Leniwe na obiad ratują mnie kiedy najchętniej do kuchni bym nie wchodziła, a rodzina coś by zjadła, a nie możemy się dogadać co zamówić😂
Zazwyczaj podaję je z podsmażoną bułką tartą z masłem i surówką z marchewki. Tym razem przygotowałam do nich sos jagodowy. Polecam do wypróbowania. Można polać i bułką z masłem i sosem jagodowym.

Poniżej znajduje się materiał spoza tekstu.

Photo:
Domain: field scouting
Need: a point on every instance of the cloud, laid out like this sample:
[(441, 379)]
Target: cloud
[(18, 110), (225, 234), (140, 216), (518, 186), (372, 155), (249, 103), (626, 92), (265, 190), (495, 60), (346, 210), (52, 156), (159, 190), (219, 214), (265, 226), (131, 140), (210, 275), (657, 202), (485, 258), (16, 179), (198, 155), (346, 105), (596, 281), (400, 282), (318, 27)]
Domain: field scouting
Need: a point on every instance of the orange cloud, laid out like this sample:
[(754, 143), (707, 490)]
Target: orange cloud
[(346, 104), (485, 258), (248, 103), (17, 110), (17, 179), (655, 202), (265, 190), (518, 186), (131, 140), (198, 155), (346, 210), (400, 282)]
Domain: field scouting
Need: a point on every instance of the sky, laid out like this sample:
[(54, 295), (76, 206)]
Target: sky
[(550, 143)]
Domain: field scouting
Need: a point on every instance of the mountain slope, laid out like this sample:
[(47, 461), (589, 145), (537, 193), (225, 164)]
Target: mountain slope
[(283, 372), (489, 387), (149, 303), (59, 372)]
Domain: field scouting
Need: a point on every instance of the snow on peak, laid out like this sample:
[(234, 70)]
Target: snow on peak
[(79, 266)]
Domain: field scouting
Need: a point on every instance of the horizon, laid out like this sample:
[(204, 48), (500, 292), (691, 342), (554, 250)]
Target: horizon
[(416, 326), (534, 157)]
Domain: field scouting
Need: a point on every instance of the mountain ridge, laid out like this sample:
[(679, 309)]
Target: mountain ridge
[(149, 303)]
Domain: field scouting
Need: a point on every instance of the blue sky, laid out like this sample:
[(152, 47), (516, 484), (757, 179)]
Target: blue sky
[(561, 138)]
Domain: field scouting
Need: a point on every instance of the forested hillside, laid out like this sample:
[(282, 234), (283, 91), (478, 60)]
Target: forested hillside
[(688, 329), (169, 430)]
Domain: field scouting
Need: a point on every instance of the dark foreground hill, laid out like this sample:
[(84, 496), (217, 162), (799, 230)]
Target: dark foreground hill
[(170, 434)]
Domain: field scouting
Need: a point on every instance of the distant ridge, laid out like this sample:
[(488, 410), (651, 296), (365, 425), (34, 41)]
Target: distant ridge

-750 g sera białego: wymieszałam akurat dwa gatunki- śmietankowy i półtłusty, takie miałam w lodówce
- 3 jajka
- mąka pszenna ok 220 g
- sól
- szczypta prawdziwej wanilii
mąka do podsypania
Ser przepuszczam przez praskę lub dokładnie rozgniatam widelcem. Dodaję wanilię, żółtka, mąkę , a na końcu ubite ręcznie białka ze szczyptą soli. Ubite białka spowodują, że leniwe będą delikatniejsze. Łączę w całość. Następnie formuję wałeczki. Delikatnie rozpłaszczam. Kroję pod kątem na mniejsze kawałki. Zawsze na początku do masy dodaję mniej mąki, potem ewentualnie dosypuję. Czym jej więcej tym leniwe są twardsze. Jeśli wałeczek mocno się lepi obtaczam w mące. Gotuję w delikatnie wrzącej, lekko osolonej wodzie. Po wypłynięciu na wierzch, po ok minucie wyławiam. Polewam sosem i posypuję jagodami.
- jogurt naturalny 250 g
- 70 g świeżych jagód
- łyżka cukru (wg preferencji)
Składniki zblendowałam. Następnie polałam nim wyłowione leniwe. Posypałam świeżymi jagodami.